In 229 of the 232 included patients, FreeSurfer data on white matter hypointensities (WMH) was available37. Although based on T1-weighted MRI scans, this measure has been found to correlate well with both state-of-the-art T2/FLAIR white matter hyperintensities and the visual rating scale of Fazekas38,39,40. To adjust for head size, WMH was divided by the FreeSurfer measure of total intracranial volume. WMH was included post hoc to evaluate if cerebrovascular comorbidity could confound the association between BAG and dementia.

Statistics

Data were analyzed using IBM SPSS Statistics for Windows (version 27, Armonk, NY, USA). The significance level was set at 0.05. Diagnostic groups were compared using independent samples t-test and ANOVA for continuous measures and χ2 tests for categorical measures. Age- and sex-adjusted linear models were performed for group-wise comparisons of the MRI measures. Medians and Mann–Whitney U test were used in a sensitivity analysis of the subgroup of patients 70 years of age and below.

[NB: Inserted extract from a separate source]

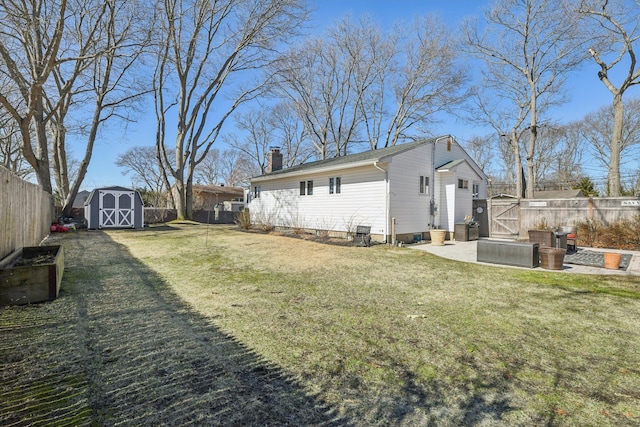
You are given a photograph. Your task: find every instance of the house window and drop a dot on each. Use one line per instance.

To compare the validity of the two MRI methods, receiver operating characteristics (ROC) analyses were carried out for each method, calculating the area under the curve (AUC) as a measure of the performance of the classifiers to separate dementia from non-dementia and from SCD. The interpretation of the AUC depends on the clinical setting in which the test should be used, but generally an AUC of 0.5–0.7 is regarded poor, 0.7–0.8 acceptable, 0.8–0.9 excellent, > 0.9 outstanding41. For a biomarker to be clinically useful, the sensitivity and specificity should be at least 80%14. Thus, for each MRI measure, the sensitivity was set at 80% and the specificity was obtained from the ROC analysis.

Bivariate Pearson correlation of the three MRI measures (BAG, hippocampus volume and forebrain parenchyma volume) was performed to prepare the logistic regression analysis. Hippocampus volume and forebrain parenchyma volume were highly correlated (r = 0.703, p < 0.001) Thus, in the logistic regression analyses predicting dementia versus non-dementia and dementia versus SCD, the forebrain parenchyma, hippocampus volume, and BAG were included in separate models (models 1, 2, and 3), adjusting for demographic covariates (age, sex, and educational level). The Nagelkerke R2 was used as an estimate of the explained variance to compare the models. In models 4 and 5, BAG was added to each of the two volumetric measures to assess its additive value for the prediction of disease stage. Finally, to explore if cerebrovascular comorbidity could confound the association between BAG and diagnosis, WMH was added to model 3 (not in table).

Ethics declarations

All patients gave written informed consent to be included in NorCog. The Regional Committee of Medical Research Ethics of the South-East Norway approved the use of NorCog data in the present study (REC South-East number 29461). All methods and analyses were performed in accordance with the Declaration of Helsinki.